This funny guy has to get serious about education, future
SEAN G. DONOVAN
sdonova3@mscd.edu
I am sad to report this will be my last column for The Metropolitan. Please, stop crying.
However, I am not leaving you so I can go drinking or carousing with loose women (I think my girlfriend would kill me for the latter). I am leaving to pursue my student teaching in the spring. I will miss spending my Thursday afternoon writing these gems for you, the reading community, and I hope I was able to give you something in return.
Since I began this column in August, I have had a lot of people read and comment to me about the tone of these pieces. "They're very upbeat and happy," one woman told me during a break in one of my classes. I have been told in several other ways that my columns give a stark contrast to the very serious tones of my colleagues' pieces in the Insight section. There is a reason for this: comic relief.
For those of you not familiar with this literary term, the comic relief is a character whose sole purpose is to give a bit of levity to an otherwise serious situation or plot theme. Nathan Lane or Jason Lee usually play this person in any movie. However, the comic relief is not there for simple levity; it gives people a chance to catch their breath and maybe look at the world through the eyes of someone who is removed or simply optimistic.

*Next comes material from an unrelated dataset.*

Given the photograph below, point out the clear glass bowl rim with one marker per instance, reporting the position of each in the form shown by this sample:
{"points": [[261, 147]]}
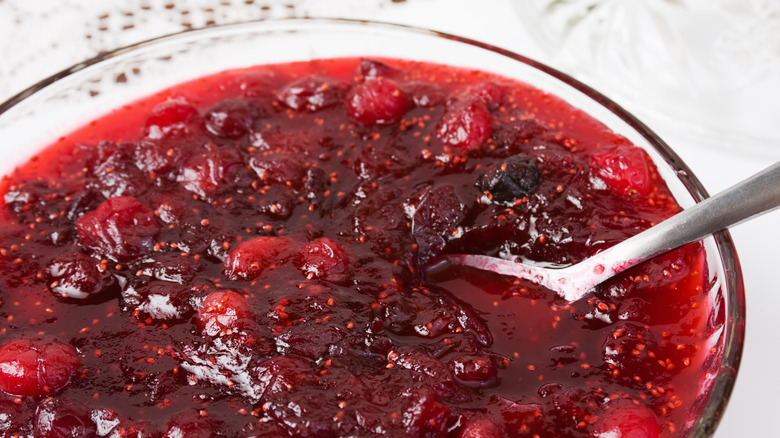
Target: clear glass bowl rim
{"points": [[733, 342]]}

This world does hold a lot of horrors, we all know that. My colleagues at this paper have given you, the dutiful reader, a lot to think about. They have taken you to the depths of human depravity and uplifted you with touching stories of the perseverance of the human spirit. My job was to come in and make you laugh or simply smile. Sure, my pieces can be called fluff, but sometimes that is what we all need. If this weren't true, Dave Barry would have spent his life working at a Dairy Queen instead of writing about boogers and bowel movements. He makes us smile. I hope I have made you smile, too.
I should also mention this wasn't my first job as a columnist. I went to the University of Northern Colorado in Greeley for four years and one of them I was a columnist at The Mirror, UNC's student newspaper. My columns tended to be on the more serious side with an obnoxious one now and then. I used my columns more for post-adolescent venting than anything. I got a rise out of some people and others simply didn't care. I look back on those days and wonder why.
The time I have spent at The Metropolitan has given me pause on this thought, even though I am not going to become a journalist in the future, I thought this job could be something I could do to help my friends at The Met' and have a good time as well. I have had a good time this semester and I hope you did as well. I wish everyone who reads this the best of luck and the fullness of hope.